Il ne s’agit pas de sortir d’une mésentente. Il y a un
véritable différend politique. Différend entre ceux qui assument
la coordination sécuritaire avec Israël et ceux qui insistent
sur la poursuite de la résistance contre l’occupation. Il s’agit
de positions complètement différentes. Il ne faut pas
sous-estimer cela. J’ai des réserves à émettre sur Hamas, sur sa
manière de gérer Ghaza et l’ambition d’une partie de sa
direction de sauvegarder le pouvoir par tous les moyens. Il
reste que concilier les positions de Hamas et du Fatah est
impossible, à moins que l’une des deux parties change
radicalement sa vision pour que l’unité nationale soit possible.
Car comment concilier ceux qui veulent résister à Israël et ceux
qui veulent se livrer à lui ? Peut-être que les choses changent
dans le cas d’un échec des négociations entre l’Autorité
palestinienne et Israël. Sans changement radical, l’unité
nationale palestinienne est impossible.
-La situation paraît bien compliquée…
Compliquée en raison de l’absence de la profondeur arabe de
la question palestinienne. Peut-être que l’intervention des
Palestiniens de la diaspora et des pays arabes dans le soutien
sérieux à la résistance va faire évoluer les choses. Le discours
sur la conciliation ne vise, à mon avis, qu’à calmer les choses.
Pas plus.
-On ne parle plus du droit de retour des
réfugiés…
Il y a des gens comme nous qui n’ont pas cessé de le
rappeler. Des jeunes Palestiniens et des intellectuels arabes
nous écoutent. Sur le plan populaire et au niveau palestinien,
le droit au retour n’a pas été abandonné.

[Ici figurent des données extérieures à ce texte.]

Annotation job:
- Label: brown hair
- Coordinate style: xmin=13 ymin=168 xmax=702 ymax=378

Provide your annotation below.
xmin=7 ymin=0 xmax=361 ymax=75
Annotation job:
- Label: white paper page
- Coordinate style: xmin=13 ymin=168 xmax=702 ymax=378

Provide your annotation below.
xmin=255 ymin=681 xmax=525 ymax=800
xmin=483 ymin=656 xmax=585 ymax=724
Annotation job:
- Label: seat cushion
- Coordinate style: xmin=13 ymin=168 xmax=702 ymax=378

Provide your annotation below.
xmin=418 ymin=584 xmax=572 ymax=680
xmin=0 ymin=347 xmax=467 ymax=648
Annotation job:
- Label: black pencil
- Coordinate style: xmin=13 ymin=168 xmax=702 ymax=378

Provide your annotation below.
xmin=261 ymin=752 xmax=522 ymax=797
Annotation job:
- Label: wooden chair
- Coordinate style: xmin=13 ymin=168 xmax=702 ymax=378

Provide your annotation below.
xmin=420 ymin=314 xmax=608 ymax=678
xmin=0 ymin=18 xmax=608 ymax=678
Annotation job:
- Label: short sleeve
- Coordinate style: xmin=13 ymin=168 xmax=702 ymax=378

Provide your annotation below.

-Pourquoi la question démographique est-elle toujours
présente dans le discours des politiques israéliens ? Il y a
comme une crainte…
Il existe deux sortes de ce qu’Israël appelle le «poids
démographique». Si Israël avait annexé Ghaza et la Cisjordanie,
les Arabes seraient majoritaires en Israël actuellement, surtout
avec le retour des réfugiés. C’est pour cela qu’Israël veut se
séparer démographiquement de la Cisjordanie et de Ghaza et
interdire le droit au retour des réfugiés. Il y a un autre
problème lié aux citoyens arabes en Israël qui constituent
actuellement 20% des habitants. Ils seront plus nombreux dans le
futur avec presque 30%. Israël traite ce problème en démantelant
la conscience patriotique chez les Arabes de l’intérieur et en
agitant le spectre de la peur.
Le courant que je représente est un véritable défi pour les
responsables israéliens à partir du milieu des années 1990. Nous
avons insisté sur la citoyenneté comme une antithèse au
sionisme. Aucune citoyenneté égalitaire n’était possible sans
combattre le sionisme. Nous avons insisté aussi sur l’identité
arabe palestinienne des Arabes de l’intérieur en tant que peuple
uni et pas en tant que tribus ou ethnies. Israël a toujours
voulu jouer sur le fait que les Arabes de l’intérieur pouvaient
accepter des droits amoindris et qu’il était possible de les
diviser en groupes et ethnies pour qu’ils ne constituent pas de
danger démographique. Israël a combattu ce courant. J’étais
moi-même victime d’un exil politique forcé. Les nationalistes
arabes de l’intérieur sont pourchassés. Des lois ont été
adoptées pour limiter leur mouvement comme celle portant sur
l’allégeance à la judaïté de l’Etat d’Israël. Tout cela est lié
au combat avec les Arabes de l’intérieur et pas avec ceux de
l’extérieur.
-Vous avez fait partie du Parlement israélien.
Les règles démocratiques y sont-elles respectées ?
C’est un Parlement qui a été mis sur pied dans la foulée de
la création d’un Etat juif. Il est démocratique pour les juifs.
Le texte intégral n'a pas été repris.